Sports Illustrated layoffs underline the loss of great magazine writing in general

On Feb. 11, the Super Bowl was over. But not so very long ago, it would not have been over until Sports Illustrated said it was.

American sports fans waited at their mailboxes each week for an explanation of what they had seen with their own eyes. In today’s parlance, Sports Illustrated offered closure. It was the dessert, the amen after the hymn.

On Dec. 31, 1967, the temperature in Green Bay — before anyone had heard of wind chill or this “the temperature feels like” nonsense — was 13 below. From SI, we learned the Cowboys quarterback Don Meredith sliced a hole in his jersey so he could nestle his throwing hand next to his belly to keep it warm, and how the Green Bay Packers deked the great Dallas defense to score the winning play.

“The temperature probably will be 100° higher January 14 when Green Bay meets Oakland in Miami's Super Orange Bowl,” the magazine wrote. “But, thawing out in the dressing room, Bob Skoronski, the big tackle whose face was marked and bloody, expressed a sentiment held by most of his teammates. ‘This game,’ he said wearily, ‘was our mark of distinction.’ A distinction so painfully won on the tundra of Green Bay will not melt easily under the warm Florida sun.”

Sports Illustrated, as we knew it, is dead now, the victim of a country that values a private-equity bottom line over art.

Hedge fund executives will argue that business is business, and no one is buying magazines. This is like selling off all your rods and reels and then complaining that no one is buying fish.

People will pay for talent. When Ken Norton broke the jaw on Muhammad Ali in 1973, Ali’s trainer Angelo Dundee speculated that his fighter must have been hit with his mouth open. “Always a logical assumption when it comes to Ali,” the magazine dryly noted.

Let’s see Artificial Intelligence write a line like that.

Sports Illustrated was not alone in the golden age of magazines. Grand writers like David Foster Wallace had this to say about cruise ships in Harper’s:

“I have heard upscale adult U.S. citizens ask the ship's Guest Relations Desk whether snorkeling necessitates getting wet, whether the trapshooting will be held outside, whether the crew sleeps on board, and what time the Midnight Buffet is. I now know the precise mixocological difference between a Slippery Nipple and a Fuzzy Navel. I have, in one week, been the object of over 1,500 professional smiles.”

Even seemingly blue-collar periodicals such as Car and Driver had brilliant writers who could make you care about cars even if you didn’t care about cars. Of the regrettably designed Chevrolet Monte Carlo, they acknowledged that it performed well enough but that “for every one person who drives it,10,000 have to look at it,” and no car’s performance could overcome that.

The late and masterful P.J. O'Rourke, whose sentences would go on so long you could do a load of laundry before they finished up, was so good you would read each paragraph two, maybe three times, not wanting the story to end.

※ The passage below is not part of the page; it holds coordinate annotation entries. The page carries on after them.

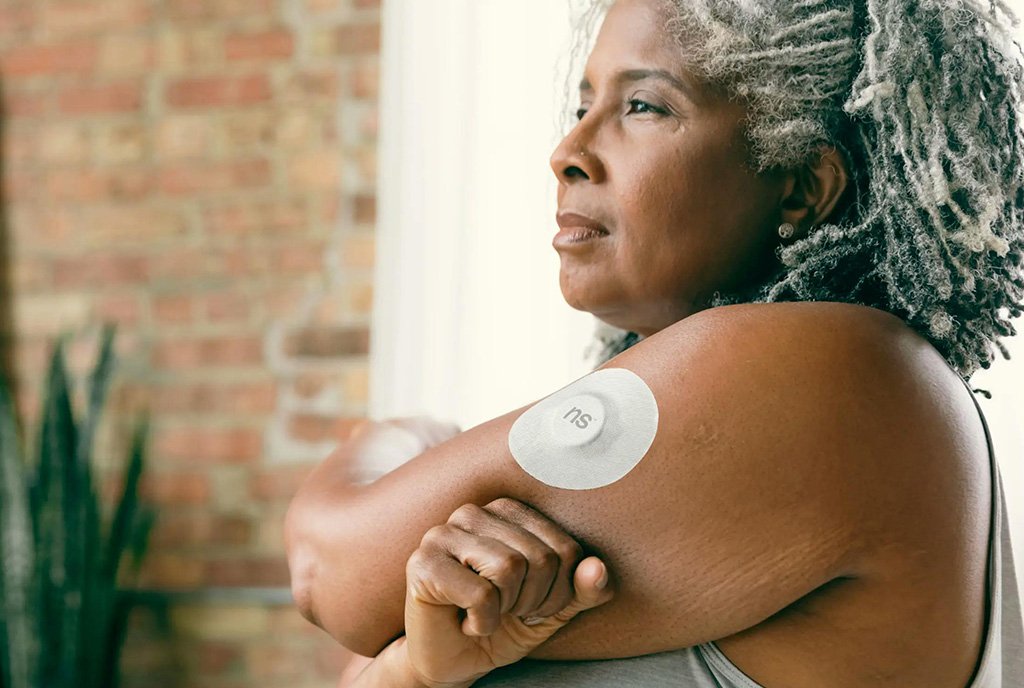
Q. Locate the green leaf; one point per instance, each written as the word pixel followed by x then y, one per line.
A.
pixel 18 573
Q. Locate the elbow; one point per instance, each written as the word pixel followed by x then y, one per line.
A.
pixel 317 583
pixel 302 563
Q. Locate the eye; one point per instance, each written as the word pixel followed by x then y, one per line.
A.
pixel 639 106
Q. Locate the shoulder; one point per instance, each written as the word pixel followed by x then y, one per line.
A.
pixel 849 396
pixel 849 400
pixel 809 358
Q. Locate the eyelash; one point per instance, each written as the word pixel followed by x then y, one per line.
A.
pixel 633 102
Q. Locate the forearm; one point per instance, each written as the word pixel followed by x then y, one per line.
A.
pixel 391 669
pixel 347 552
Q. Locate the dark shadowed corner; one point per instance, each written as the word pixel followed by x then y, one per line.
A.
pixel 7 375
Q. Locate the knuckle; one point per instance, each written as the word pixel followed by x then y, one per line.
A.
pixel 546 560
pixel 467 513
pixel 482 595
pixel 503 505
pixel 434 535
pixel 569 551
pixel 417 564
pixel 512 564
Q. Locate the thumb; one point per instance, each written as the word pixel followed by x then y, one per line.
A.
pixel 589 572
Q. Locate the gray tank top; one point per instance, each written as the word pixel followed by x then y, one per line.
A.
pixel 1001 663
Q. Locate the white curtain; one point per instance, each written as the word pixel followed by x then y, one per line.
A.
pixel 469 321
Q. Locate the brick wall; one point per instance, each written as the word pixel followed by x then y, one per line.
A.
pixel 201 172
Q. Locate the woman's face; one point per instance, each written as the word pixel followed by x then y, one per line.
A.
pixel 659 163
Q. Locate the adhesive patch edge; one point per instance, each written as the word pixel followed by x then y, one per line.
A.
pixel 589 434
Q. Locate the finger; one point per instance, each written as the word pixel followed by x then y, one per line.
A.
pixel 436 585
pixel 551 533
pixel 504 566
pixel 592 588
pixel 543 563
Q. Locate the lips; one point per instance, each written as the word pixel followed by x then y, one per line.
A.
pixel 572 220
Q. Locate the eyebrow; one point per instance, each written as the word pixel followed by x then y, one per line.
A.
pixel 629 76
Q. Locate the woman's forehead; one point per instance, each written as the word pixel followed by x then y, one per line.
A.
pixel 635 36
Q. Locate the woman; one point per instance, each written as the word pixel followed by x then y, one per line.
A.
pixel 820 505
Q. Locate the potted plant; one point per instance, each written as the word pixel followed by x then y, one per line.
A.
pixel 62 615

His rollicking coast-to-coast tour-de-force in a Ferrari remains a classic: “To be in control of our destinies — and there is no more profound feeling of control over one's destiny that I have ever experienced than to drive a Ferrari down a public road at 130 miles an hour. Only God can make a tree, but only man can drive by one that fast.”

These were the writers who shaped young wannabe writers such as myself — the seed corn of accessible prose. Now, they’re either gone, laid off or have accepted a corporate buyout when no amount of talent is, to a hedge fund manager, worth the cost of health insurance.

When Sports Illustrated dismissed its staff, to me it marked the end of a great era. All great eras must pass and this one did too. Sports stories today are all about statistics, spreadsheets and gambling lines, and certainly those stories can be interesting too.

Maybe this is how fans of the French Impressionists felt when their art was replaced by cubism, postmodernism and whatever that blue-splotch-on-a-red-background is supposed to be. If we’re looking for silver linings, at least bad art helps us appreciate the good.

The beauty of the modern era is that we can sit with our tablets and call up the magazine stories of the great masters without having to blow dust from the bound periodicals section of the city library.

Lamenting his diminished social status because of it, Wallace wrote that he was the only kid in his class who would jump in a cab and shout to the driver, “To the library! And step on it!”

That is how to react to good writing, and also how to live.

Tim Rowland is a Herald-Mail columnist.